And yet, down a goal, the U.S. settled in. “At halftime we said, ‘It’s all good; we’re going to get this first goal and then we’re going to get a second,” said head coach Jurgen Klinsmann, the former German superstar.

The comment was typical Klinsmann, who has been pumping this group with confidence and challenging them to prove their worth for months. Earlier this year he said Bradley was good enough to play for European champion Real Madrid. He compared midfielder Kyle Beckerman, the dreadlocked, 32-year-old World Cup rookie, to Dunga, the captain of Brazil’s 1994 World Cup champs. Everyone may snicker, except, of course, this U.S. team.

By the middle of the second half, the U.S. was outclassing Portugal, the No. 4 team in the world by the FIFA rankings, moving the ball across the middle of the field with confidence. Jermaine Jones’s wicked strike from 30 yards and Dempsey’s chest-deflection to give the U.S. a 2-1 lead were both stunning yet seemingly inevitable.

“We showed a lot of people we can play some good soccer,” Jones said.

Let’s pause here for a moment and consider just who was leading this charge.

Goalkeeper Tim Howard has been a mainstay in England for nearly a decade, and Johnson is climbing the ladder of Germany’s Bundesliga. But Dempsey and Bradley both returned to Major League Soccer during the past year. Yes, they are being paid handsomely—more than $6 million each—but surely both would have remained in Europe if they could have landed similar jobs and similar salaries at top teams in top leagues.

Midfielders Graham Zusi and Beckerman are career MLSers. So is Besler. Jones transferred from Germany to Turkey this season—not exactly a promotion.
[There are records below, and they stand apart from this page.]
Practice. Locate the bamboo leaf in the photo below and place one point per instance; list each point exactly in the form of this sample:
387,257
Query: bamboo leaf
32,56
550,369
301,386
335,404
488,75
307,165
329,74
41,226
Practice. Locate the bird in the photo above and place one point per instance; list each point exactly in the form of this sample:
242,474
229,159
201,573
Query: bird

None of that prevented them from going to eye-to-eye with Ronaldo or Manchester United’s Nani Sunday night. “We were the better team for most of 90 minutes,” Bradley said.

That’s debatable. Gutsier, yes, but better? The numbers said Portugal outshot (20-15), out-possessed (52%-48%), and outdid the U.S. by nearly all offensive measures.

Then again, Bradley and his mates probably aren’t studying those numbers too hard, nor should they. This team isn’t about numbers but rather a belief that they can create misery for any team in the world.

When it is genuine, such faith can be powerful stuff in a sport where the margin between winning and losing can be a wayward bounce or a momentary loss of concentration. It can take a team, even this team, pretty far. It already has taken them farther than most thought possible.

They can’t even be bothered with simple math that says a gentlemen’s draw with Germany, a team Klinsmann used to coach, will send both teams to the knockout round. They say they are not built to play for draws, even though the obvious move here is a call to coach Joachim Löw of Germany and agree to bilaterally disarm Thursday in Recife.

“We have that fighting spirit and that determination to do well in every single game,” Klinmsann said. “I’m actually pretty confident that we are going to get a good game there.”

Klinsmann and his group are in the minority on that one. So far, that hasn’t mattered.